Author and reporter Samantha Powers will speak at The University of Memphis Thursday about genocide and the United States’ stance on it. The lecture will begin at 7:30 p.m. in room 136 of the Fogelman Executive Center. U of M President Dr. Shirley Raines is scheduled to introduce Powers.
Two years after Yugoslavia began to break up, Powers became a foreign correspondent in the Balkans for The U.S. News and World Report. She watched and reported as groups such as the Serbians launched attacks against civilians in Bosnia. Sarajevo was under siege for over 1,000 days, and civilians there were captured, sent to concentration camps, raped and killed.
According to Powers, for years, she and other international correspondents witnessed the horror of genocide while the world made no effort to intervene.
Powers will speak about human rights and what she believes is the United States’ lack of response to genocide in the 20th century. “Go with an open mind,” said history professor Jonathan Judaken. “She doesn’t have an ax to grind. If you think genocide is a significant issue that a major world power should intervene in, at the very least you should know the record.”
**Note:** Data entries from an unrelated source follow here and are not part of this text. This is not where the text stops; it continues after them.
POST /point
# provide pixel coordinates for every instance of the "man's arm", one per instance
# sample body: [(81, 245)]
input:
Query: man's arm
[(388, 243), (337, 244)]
Powers’ book, “A Problem from Hell: America and the Age of Genocide,” is the record, Judaken said. The book is an entire history of genocide in the 20th century and the United States’ response to it.
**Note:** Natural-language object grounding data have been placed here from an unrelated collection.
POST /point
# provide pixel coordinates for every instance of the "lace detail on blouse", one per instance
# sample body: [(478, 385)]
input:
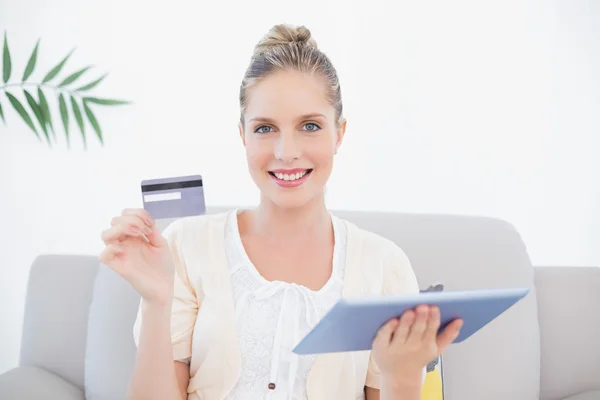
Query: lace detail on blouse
[(272, 317)]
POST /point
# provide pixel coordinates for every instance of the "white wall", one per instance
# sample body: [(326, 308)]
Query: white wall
[(466, 107)]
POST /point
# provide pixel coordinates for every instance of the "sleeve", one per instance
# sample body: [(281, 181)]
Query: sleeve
[(398, 278), (185, 299)]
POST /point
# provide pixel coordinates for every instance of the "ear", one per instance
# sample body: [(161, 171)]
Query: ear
[(340, 135), (242, 136)]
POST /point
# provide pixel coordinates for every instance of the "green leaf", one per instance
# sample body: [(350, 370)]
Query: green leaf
[(73, 77), (78, 118), (37, 111), (64, 114), (93, 122), (105, 102), (46, 110), (91, 85), (7, 64), (2, 114), (22, 112), (31, 62), (57, 69)]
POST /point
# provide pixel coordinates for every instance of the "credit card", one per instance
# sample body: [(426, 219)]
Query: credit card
[(174, 197)]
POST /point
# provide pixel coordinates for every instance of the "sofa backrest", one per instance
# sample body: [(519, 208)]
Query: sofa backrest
[(502, 361), (499, 362)]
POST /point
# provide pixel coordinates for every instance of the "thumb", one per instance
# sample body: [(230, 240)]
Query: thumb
[(449, 334), (155, 238), (386, 332)]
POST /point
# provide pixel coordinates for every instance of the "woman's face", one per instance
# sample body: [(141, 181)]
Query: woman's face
[(291, 136)]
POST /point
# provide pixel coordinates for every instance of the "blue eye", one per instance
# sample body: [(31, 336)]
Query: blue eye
[(263, 129), (312, 127)]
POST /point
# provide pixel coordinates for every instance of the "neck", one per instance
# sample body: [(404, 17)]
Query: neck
[(273, 221)]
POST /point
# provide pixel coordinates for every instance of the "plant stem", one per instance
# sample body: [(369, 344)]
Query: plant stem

While there were a few people who spoke out and tried to rally the country to make a stand, for the most part, the United States was a nation of bystanders, according to Powers. She tells the story through the few “up-standers,” as she calls them.
“When an entire group of people are targeted for extermination because of religious, ethnical or political beliefs, should the U.S. government intervene?” Judaken asks.
Powers’ book raises interest in areas of history, politics, humanities and criminology and others.
In the criminology department, genocide is called the “ultimate crime,” professor Margaret Vandiver said. In law enforcement, genocide raises issues of when and how to intervene internationally, while respecting the sovereignty of nations and the right of everyone to life. These are issues Powers addresses in her book.
“She is a very important and original thinker on one of the most crucial issues of the time,” Vandiver said.
Barbara Ching, director of the Marcus W. Orr Center for the Humanities, added that the genocide Powers has witnessed was within the last ten years.
“It is interesting and shocking to hear about it as current events, not as a part of history,” she said.
Powers’ presentation asks audiences to think deeply about policies during times of genocide, recognize opportunities to stop before genocide occurs and learn how ordinary people can take a stand, said Rachel Shankman, the director of Facing History and Ourselves, a sponsoring organization.